The first rule of USENET is you do not talk about USENET.
I probably wasn't clear enough about what I meant by multi-chip CPUs. And I probably interpreted your original description too rigidly to mean the thing that isn't viable anymore.
Let me explain.
It used to be that you might have multiple chips involved directly in the execution of the instruction stream. For example, the AMD 2900 series was bit-sliced. When an instruction was fetched and executed, multiple chips worked on it in parallel. I don't know the restrictions, but I believe each chip operated on 8 bits. If you had two chips in parallel you had a 16-bit processor, 4 of them, 32-bit.
A more common organization had some instructions go to different chips, very commonly FPUs. In the Intel 8086/8087, the 8087 watched the CPU fetches and when it saw a floating point instruction, it executed it itself. With the 80286/80287 and later, the main CPU would fetch the instruction and send it to the FPU for exeuction, then get the results back and put them were they were supposed to go. The Motorla 68020 and 68030 supported external FPUs also (68881/68882). The MIPS R2000 and R3000 also had external FPUs.
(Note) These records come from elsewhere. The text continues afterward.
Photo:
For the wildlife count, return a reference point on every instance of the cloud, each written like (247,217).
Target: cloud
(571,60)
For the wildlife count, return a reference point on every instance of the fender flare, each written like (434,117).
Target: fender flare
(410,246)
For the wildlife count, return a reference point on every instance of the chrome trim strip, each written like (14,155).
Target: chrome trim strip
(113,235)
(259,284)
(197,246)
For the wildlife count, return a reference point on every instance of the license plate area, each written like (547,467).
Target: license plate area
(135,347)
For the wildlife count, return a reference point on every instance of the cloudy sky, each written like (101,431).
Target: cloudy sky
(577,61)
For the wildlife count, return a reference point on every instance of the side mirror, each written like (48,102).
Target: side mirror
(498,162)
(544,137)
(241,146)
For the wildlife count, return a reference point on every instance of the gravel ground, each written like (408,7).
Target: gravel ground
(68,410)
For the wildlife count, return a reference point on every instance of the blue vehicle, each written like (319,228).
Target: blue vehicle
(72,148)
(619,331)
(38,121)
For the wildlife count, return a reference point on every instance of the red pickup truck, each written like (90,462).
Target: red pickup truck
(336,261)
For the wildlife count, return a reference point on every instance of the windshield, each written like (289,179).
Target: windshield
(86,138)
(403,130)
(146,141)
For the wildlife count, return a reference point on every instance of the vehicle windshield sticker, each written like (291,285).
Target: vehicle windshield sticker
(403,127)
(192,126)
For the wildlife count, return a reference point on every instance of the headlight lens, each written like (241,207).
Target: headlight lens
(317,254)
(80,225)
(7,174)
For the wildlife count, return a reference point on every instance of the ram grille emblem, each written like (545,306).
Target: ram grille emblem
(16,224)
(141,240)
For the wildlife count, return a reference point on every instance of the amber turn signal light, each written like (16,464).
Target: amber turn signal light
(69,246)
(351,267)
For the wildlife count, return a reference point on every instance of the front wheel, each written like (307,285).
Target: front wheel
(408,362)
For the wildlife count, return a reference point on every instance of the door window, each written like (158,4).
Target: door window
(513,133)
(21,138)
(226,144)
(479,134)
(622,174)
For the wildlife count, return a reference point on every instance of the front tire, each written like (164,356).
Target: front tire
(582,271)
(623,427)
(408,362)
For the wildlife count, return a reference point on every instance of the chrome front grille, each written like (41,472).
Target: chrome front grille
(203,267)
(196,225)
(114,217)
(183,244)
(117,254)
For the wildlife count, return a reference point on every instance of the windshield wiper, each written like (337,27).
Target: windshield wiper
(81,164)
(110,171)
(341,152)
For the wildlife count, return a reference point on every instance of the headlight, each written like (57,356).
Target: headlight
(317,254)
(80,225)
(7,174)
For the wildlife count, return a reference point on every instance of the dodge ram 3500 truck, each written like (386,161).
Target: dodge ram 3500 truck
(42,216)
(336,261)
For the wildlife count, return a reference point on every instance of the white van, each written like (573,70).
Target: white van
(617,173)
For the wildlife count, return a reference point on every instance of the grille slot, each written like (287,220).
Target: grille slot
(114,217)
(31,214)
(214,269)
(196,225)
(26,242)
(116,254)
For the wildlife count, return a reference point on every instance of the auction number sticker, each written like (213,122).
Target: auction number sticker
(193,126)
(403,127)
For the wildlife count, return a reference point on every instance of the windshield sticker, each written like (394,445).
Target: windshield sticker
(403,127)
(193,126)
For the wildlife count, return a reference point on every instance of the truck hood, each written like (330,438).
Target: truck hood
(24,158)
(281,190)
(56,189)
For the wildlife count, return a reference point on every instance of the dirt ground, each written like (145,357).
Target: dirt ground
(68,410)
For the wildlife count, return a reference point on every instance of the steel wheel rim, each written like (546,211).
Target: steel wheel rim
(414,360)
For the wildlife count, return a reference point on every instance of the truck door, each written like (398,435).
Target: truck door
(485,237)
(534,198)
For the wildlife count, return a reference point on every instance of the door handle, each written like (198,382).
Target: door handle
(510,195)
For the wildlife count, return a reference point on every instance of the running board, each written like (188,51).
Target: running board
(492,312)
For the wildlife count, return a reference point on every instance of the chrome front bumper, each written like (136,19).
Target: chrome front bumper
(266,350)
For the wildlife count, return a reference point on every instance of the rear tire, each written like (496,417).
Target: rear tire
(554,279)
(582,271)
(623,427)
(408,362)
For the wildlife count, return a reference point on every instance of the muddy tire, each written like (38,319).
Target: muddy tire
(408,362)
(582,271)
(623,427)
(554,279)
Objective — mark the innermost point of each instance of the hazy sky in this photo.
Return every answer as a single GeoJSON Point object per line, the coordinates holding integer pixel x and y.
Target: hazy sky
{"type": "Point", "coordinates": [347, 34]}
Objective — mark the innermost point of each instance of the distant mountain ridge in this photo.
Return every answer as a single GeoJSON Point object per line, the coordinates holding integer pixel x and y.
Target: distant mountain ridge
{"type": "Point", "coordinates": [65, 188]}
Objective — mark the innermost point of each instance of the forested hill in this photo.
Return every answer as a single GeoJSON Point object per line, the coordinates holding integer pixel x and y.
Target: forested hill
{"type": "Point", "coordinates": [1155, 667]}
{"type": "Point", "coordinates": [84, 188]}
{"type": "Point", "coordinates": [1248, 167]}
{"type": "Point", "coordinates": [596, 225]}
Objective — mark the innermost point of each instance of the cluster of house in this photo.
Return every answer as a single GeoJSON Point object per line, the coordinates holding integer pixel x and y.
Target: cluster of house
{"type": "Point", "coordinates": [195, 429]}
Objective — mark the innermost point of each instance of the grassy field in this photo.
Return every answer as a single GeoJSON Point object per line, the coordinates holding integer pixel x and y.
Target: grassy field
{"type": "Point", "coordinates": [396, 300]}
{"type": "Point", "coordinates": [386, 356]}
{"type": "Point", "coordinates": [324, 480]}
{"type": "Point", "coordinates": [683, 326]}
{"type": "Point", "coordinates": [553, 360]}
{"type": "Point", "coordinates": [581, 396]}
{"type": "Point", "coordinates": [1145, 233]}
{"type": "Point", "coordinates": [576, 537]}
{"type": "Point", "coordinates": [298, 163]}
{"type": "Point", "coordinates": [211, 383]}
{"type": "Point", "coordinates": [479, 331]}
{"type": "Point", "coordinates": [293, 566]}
The original Motorola 88000 was actually two chips, the 88100 and the 88200. One chip did the operations, the other was the bus-interface (load/store and cache) chip.
This all ended at the end of the 80s, when new chips like the Motorola 68040 (except LC), the Intel 486 (except SX), Motorola 88110, and MIPS R4000 series came out. These chips were too fast to effectively use external FPUs, moving the data out to that other chip and back was too slow. Even though the on-chip 68040 FPU wasn't as capable as the external 68882 (or even 68881 in many ways), the lower latency made the performance much much higher.
So, what I meant was that off-chip processing of instructions in the stream just became unworkable at that point, and it still is.
But you're right, a processing system that includes multiple chips executing different instruction streams (the GPU) is quite viable and effective today.
HT is very effective on AMD's processors, but you have to remember that HT only comes into play for load/store instructions. So it has to be fast, but it has to be fast compared to the bus speeds in order to be effective. "calling out" to other chips for the execution of single-cycle math operations wouldn't work nearly as well.
For example, my understanding is that the HT links on current AMD processors run "only" at 1GHz. Since chips like mine run instructions at 2.2GHz or higher, using HT would mean no instruction could be executed in less than 2 clocks. This would be a big hit for simple register-register transfers or adds or such.
A lot of the other stuff you describe sounds remarkably like Intel's EPIC (Itanium). I am not convinced at this time of the value of EPIC in a processor family. I agree it sounds great on paper, but the results so far have been poor, and I know that Intel hasn't be completely successful in making compilers as effective as CPUs at scheduling instructions to run. And you can see why, right? Can you really statically schedule a loop perfectly which contains loads when some of those loads will come from cache (very fast) and some from SDRAM (very slow)? A CPU selecting instructions at runtime will be able to make the decisions on the fly, the compiler doesn't know what to do.
I do know that EPIC isn't incompatible with your idea of lots of threads though, so I know that rejection of one doesn't put a black mark against the other.
http://lkml.org/lkml/2005/8/20/95
UK researchers - damn! Just when I thought us Brits might be making scientific progress again!
Still, great tagline for the UoK though.